Im gut besuchten Haus der Kulturen der Welt nahm gestern Abend der rumänische Autor Mircea Cặrtặrescu (Foto) den Internationalen Literaturpreis – Haus der Kulturen der Welt [mehr…] für seinen Roman Der Körper (Zsolnay) entgegen. Ausgezeichnet wurden auch seine deutschen Übersetzer Gerhardt Csejka und Ferdinand Leopold, die beide in Rumänien geboren wurden.
Der Preis, maßgeblich von Jan Szlovaks Stiftung Elementarteilchen getragen, ist mit 25.000 Euro dotiert. Weitere 10.000 Euro gehen an die beiden Übersetzer „für eine Meisterleistung, die uns erst den Zugang zu diesem Buch eröffnet hat“, so Bernd M. Scherer, der Intendant des Hauses der Kulturen der Welt [mehr…].
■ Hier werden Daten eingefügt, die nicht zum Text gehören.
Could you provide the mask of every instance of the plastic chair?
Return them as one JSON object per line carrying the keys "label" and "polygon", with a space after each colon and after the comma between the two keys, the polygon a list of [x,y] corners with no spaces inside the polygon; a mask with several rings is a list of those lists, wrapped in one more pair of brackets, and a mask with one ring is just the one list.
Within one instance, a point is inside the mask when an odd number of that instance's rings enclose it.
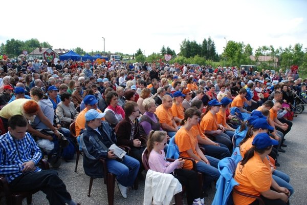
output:
{"label": "plastic chair", "polygon": [[[106,162],[103,159],[99,159],[99,160],[102,163],[103,166],[103,171],[104,172],[104,183],[106,184],[106,191],[107,192],[107,200],[108,205],[113,205],[114,204],[114,189],[115,187],[115,178],[116,176],[110,172],[108,172],[106,167]],[[90,179],[90,186],[89,187],[89,193],[87,196],[91,196],[91,191],[93,181],[95,178],[91,176]]]}
{"label": "plastic chair", "polygon": [[75,138],[75,143],[76,147],[77,147],[77,157],[76,158],[76,166],[75,167],[75,172],[77,172],[77,168],[78,168],[78,163],[79,163],[79,158],[80,157],[80,155],[83,156],[83,152],[82,150],[80,149],[79,147],[79,143],[78,143],[78,140],[77,140],[77,136],[76,135],[76,121],[72,122],[69,126],[69,130],[71,133],[71,135]]}
{"label": "plastic chair", "polygon": [[[46,159],[41,159],[39,164],[43,169],[50,169],[49,164]],[[0,192],[4,193],[8,205],[21,205],[23,199],[25,198],[27,198],[27,204],[31,204],[32,194],[39,191],[39,190],[36,189],[19,192],[11,191],[6,177],[3,175],[0,175]]]}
Der Körper ist nach Die Wissenden der zweite Band von Cặrtặrescus Orbitor – Trilogie. Das Buch verwebe „Denken und Sprechen in neuronaler Metaphorik mit dem Kosmos“, urteilte die Jury. Es gleiche einem grellbunten Kaleidoskop aus Bewusstseinssplittern und Kindheitserinnerungen, familiengeschichtlichen Episoden und Bildern des unter Ceauçescu in großen Teilen zerstörten Bukarests, aus politischen Momentaufnahmen seiner Herrschaftszeit und phantastischen, elektrisierenden Gedankenflügen.“
Die Literatur sei ein Mittel, um seinen eigenen Platz in der Gesellschaft zu verstehen, sagte der Autor im Gespräch mit der Literaturkritikerin Sigrid Löffler, die den kurzweiligen Abend moderierte. „Ich schreibe über mich, um zu verstehen wer ich bin und um die Welt zu verstehen“, so Cặrtặrescu, der seine Trilogie mit einem Schmetterling verglich: linker Flügel, Körper, rechter Flügel. Auf Rumänisch ist die Trilogie bereits abgeschlossen.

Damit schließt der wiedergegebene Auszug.